Not2BSubjugated
Callous Individualist
- Feb 15, 2012
- 3,273
- 1,247
Too bad we're not talking about every right out there, just the right to bear arms, which you'll still have even if some more weapons are added to the no-buy list.So wait. If I wish to retain my right to something, then I take on responsibility for everyone who misuses that right?
So if I work to block legislation that bans people from speaking to one another, am I to blame for all the hate speech that occurs from then on?
If bad things happen because humans choose to commit acts of evil, how much of my rights am I obligated to give up in order to be free of the guilt of those things? Should I seek to support some sort of legislative move to isolate each individual human in their own padded cell to prevent all violence? Seriously, where do you draw the line with this principle?
Your rights end when you impugn the right to safety and security for your neighbour.
Studies have shown that even owning a gun doubles your risk of being killed in gun violence. In homes where there is spousal abuse, the woman's risk of her husband killing her is increased seven fold if her husband owns a gun.
The NRA even opposes background checks. You can’t transfer ownership of a car without registering that change of ownership, but you can sell a gun to a stranger with no responsibility to report.
It’s insanity.
All of my rights threaten my neighbor to some degree.

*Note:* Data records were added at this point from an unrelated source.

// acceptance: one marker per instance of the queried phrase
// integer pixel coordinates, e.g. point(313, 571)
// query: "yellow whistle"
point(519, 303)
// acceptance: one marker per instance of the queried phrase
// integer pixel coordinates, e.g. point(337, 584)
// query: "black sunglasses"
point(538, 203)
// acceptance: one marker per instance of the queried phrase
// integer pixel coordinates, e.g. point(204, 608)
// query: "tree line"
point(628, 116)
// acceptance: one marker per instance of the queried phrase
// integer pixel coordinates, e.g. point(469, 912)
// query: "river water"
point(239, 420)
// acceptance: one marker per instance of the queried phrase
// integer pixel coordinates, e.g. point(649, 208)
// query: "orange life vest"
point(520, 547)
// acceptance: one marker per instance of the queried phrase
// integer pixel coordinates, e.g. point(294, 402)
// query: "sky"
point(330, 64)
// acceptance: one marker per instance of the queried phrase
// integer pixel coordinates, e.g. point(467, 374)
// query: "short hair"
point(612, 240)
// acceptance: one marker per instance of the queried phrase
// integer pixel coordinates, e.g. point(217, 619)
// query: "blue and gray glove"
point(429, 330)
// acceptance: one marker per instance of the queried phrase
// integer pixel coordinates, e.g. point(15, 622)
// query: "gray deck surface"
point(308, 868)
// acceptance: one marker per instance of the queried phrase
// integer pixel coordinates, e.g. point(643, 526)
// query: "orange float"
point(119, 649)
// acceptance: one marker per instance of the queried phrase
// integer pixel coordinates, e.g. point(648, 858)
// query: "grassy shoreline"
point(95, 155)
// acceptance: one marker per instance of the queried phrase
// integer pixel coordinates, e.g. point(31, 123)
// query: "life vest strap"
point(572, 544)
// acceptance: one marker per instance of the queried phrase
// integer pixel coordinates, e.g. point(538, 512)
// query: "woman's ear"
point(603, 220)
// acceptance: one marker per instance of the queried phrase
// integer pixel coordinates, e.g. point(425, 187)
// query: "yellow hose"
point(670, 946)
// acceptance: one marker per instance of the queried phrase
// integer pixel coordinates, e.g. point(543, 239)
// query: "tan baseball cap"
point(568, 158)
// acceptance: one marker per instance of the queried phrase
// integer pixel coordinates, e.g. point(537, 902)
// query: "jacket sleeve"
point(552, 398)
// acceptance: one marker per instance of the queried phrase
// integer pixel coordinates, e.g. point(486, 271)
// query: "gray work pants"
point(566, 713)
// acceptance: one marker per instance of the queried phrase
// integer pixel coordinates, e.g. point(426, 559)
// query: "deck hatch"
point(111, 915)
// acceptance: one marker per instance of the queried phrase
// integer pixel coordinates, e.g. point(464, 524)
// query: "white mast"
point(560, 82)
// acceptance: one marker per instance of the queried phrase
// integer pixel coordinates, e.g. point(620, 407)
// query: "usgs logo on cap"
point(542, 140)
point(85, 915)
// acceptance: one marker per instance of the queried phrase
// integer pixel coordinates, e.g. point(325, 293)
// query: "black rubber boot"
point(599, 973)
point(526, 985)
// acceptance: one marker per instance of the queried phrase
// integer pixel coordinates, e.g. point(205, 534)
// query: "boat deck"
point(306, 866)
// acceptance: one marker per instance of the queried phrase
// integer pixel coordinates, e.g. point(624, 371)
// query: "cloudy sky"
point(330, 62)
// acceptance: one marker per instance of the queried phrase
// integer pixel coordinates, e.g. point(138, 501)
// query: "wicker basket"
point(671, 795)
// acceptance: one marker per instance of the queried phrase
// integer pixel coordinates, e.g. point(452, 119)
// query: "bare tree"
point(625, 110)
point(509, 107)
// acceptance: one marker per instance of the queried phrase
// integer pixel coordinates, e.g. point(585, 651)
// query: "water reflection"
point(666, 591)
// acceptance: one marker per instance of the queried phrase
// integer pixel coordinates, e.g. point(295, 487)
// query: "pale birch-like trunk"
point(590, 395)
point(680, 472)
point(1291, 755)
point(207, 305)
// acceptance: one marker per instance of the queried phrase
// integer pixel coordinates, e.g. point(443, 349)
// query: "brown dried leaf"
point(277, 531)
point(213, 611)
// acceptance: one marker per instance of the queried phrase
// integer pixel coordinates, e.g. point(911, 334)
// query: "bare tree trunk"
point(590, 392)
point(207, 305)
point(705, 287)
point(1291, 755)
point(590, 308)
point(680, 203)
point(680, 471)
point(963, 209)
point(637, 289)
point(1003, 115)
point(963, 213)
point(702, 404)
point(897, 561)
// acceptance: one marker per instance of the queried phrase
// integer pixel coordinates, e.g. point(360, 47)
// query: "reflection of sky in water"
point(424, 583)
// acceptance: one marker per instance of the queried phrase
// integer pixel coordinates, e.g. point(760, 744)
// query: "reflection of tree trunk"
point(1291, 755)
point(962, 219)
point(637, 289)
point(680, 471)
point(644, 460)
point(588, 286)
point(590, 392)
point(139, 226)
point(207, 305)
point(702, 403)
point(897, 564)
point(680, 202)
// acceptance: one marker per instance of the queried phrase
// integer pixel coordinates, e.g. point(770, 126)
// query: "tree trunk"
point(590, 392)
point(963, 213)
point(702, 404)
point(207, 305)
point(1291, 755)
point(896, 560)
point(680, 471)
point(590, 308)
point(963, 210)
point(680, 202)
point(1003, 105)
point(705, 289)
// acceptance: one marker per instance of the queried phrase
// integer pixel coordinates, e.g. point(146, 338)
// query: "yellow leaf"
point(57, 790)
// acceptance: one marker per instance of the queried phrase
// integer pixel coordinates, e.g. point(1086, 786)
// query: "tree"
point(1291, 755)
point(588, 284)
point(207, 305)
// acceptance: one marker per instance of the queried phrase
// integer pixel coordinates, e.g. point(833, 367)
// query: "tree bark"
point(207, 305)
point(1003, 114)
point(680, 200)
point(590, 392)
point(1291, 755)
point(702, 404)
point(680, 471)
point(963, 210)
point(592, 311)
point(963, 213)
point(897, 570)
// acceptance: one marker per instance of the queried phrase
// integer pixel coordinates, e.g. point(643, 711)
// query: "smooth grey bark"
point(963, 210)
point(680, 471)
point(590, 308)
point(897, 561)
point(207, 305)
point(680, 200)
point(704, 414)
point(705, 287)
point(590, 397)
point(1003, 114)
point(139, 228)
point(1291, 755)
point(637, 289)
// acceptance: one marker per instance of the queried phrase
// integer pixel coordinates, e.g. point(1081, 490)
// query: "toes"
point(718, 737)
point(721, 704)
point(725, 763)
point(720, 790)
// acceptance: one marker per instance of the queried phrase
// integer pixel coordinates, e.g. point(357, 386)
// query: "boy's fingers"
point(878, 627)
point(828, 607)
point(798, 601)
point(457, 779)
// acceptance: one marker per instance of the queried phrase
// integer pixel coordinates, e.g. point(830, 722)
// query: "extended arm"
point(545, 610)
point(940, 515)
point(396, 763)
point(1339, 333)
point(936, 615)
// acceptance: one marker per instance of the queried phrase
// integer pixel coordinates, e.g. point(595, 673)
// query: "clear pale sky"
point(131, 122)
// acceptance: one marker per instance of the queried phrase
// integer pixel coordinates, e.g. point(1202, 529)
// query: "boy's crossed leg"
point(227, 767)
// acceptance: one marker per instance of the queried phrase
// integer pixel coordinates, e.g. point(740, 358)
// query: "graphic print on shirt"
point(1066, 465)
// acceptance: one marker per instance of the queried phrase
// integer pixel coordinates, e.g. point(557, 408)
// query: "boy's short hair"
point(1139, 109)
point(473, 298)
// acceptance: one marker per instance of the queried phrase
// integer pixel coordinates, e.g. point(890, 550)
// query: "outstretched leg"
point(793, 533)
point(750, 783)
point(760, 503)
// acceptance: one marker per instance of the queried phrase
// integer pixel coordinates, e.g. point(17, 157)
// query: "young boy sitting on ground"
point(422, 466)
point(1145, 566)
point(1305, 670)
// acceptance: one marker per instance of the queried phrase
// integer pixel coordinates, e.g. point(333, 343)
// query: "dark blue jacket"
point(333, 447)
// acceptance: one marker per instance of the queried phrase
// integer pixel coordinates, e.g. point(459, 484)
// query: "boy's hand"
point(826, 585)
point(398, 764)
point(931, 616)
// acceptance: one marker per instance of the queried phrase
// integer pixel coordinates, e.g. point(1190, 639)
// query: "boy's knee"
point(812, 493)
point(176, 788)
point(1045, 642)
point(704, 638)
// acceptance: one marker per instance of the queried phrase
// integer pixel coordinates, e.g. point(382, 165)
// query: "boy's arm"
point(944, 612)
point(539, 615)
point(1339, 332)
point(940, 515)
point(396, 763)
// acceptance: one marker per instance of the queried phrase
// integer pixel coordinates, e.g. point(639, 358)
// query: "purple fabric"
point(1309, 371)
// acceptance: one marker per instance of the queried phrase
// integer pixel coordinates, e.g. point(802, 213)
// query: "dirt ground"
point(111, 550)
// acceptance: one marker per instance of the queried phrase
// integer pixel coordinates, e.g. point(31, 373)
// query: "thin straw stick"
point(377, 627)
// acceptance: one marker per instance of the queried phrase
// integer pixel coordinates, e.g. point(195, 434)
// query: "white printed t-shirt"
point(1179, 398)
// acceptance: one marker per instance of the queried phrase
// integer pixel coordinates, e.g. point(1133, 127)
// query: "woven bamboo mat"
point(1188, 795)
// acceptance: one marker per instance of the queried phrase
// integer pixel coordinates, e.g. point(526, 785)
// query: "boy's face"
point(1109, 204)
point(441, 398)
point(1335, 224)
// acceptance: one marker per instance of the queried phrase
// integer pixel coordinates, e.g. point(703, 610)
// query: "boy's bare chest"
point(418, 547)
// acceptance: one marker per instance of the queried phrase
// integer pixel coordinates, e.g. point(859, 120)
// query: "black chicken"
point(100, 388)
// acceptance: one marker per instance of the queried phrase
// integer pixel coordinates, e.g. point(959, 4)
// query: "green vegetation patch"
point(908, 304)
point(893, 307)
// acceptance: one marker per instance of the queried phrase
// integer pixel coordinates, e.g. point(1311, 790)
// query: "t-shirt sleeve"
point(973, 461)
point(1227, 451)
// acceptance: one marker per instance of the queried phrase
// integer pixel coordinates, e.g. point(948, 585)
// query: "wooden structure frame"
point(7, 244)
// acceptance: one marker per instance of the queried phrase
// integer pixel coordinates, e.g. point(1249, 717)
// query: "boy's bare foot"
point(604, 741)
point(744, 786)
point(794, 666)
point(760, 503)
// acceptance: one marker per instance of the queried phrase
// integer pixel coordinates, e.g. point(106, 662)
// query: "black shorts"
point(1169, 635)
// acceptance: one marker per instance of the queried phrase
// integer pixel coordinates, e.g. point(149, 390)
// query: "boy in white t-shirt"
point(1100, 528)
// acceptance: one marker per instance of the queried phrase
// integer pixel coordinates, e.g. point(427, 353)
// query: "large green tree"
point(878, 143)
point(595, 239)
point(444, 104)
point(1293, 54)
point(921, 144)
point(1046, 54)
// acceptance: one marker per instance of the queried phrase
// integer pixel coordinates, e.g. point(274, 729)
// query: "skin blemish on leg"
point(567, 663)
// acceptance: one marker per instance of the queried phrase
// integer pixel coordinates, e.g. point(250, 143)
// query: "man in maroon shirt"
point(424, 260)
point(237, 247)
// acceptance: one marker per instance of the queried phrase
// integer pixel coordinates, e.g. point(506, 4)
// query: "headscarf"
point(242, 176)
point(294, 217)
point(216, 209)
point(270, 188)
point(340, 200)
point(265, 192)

My right to free association enables people to get together in groups AT WILL to plan, for instance, acts of violence against my neighbor. Without the right to associate, we could save everyone who gets beaten to death by a violent mob.
My freedom from illegal search and seizure enables me to potentially conceal a weapon beneath my clothing, so that even if police were present in the immediate surroundings, I might still get close enough while in possession of a weapon to murder my neighbor before the police were able to react. Without the right to privacy, nobody would be able to sneak weapons around to commit their acts of violence.
My right to free speech enables me to say terribly hurtful things to my neighbor, and a large and increasing number of people on the left have started qualifying hurtful words as threats to safety, including a fair deal of college professors and academics.
That's why I'm asking where the line is drawn. If any right that impugns my neighbor's safety is therefore not a valid right, then none of us really have any rights. Even the right to life enables me to commit acts of violence that I would be unable to commit if I wasn't allowed to live.
You must not have thought too extensively about any of this, because you seem to be under the mistaken impression that most of these rights don't potentially enable violence, but most of them actually do. The unfortunate truth is that freedom and safety are, to a large degree, trade-offs. We could prevent ALL future murders by simply confining every individual to a padded, concrete cell, but I don't think anybody would find that to be a valid solution. So you have to decide which freedoms are more important than their negative consequences, because they ALL have negative consequences.
That's what we're talking about right NOW, sure, but have you ever heard of the concept of legal precedent?
If you set the precedent that a right can be taken away once it impugns the safety of another individual, you enable future governing officials to repeat the same action along the same lines of principle. Maybe next time people are afraid because free speech is allowing people to talk each other into doing horrible things.
It might seem convenient to you to ignore principle and compartmentalize each action to avoid acknowledging self contradictions, but reality won't allow these conversations to remain in their individual compartments. The law simply doesn't work that way.
we have a common law system of law. our caselaw IS based on precedent. And precedents only get overturned with good cause. (you know, like when Brown v Bd of Ed superseded Plessy v Ferguson). you just don't get up and say, meh...I don't agree with that decision. I don't agree with a lot of decisions (see, Heller, Citizen's United). And while those are garbage decisions, they are the law. and no lower court is going to say, oh, I don't like that and not enforce it. And if they do, it will be overturned when it goes up. At least until normal judges are back on the court.
it might be convenient for you to ignore our legal system. But how 'bout you leave the law to people who actually understand our system of jurisprudence.
I'm not ignoring anything and I'm not claiming legal precedent isn't a thing.
Quite the opposite.
I'm not sure who you're even arguing with here, but if it's me, you clearly didn't comprehend my post.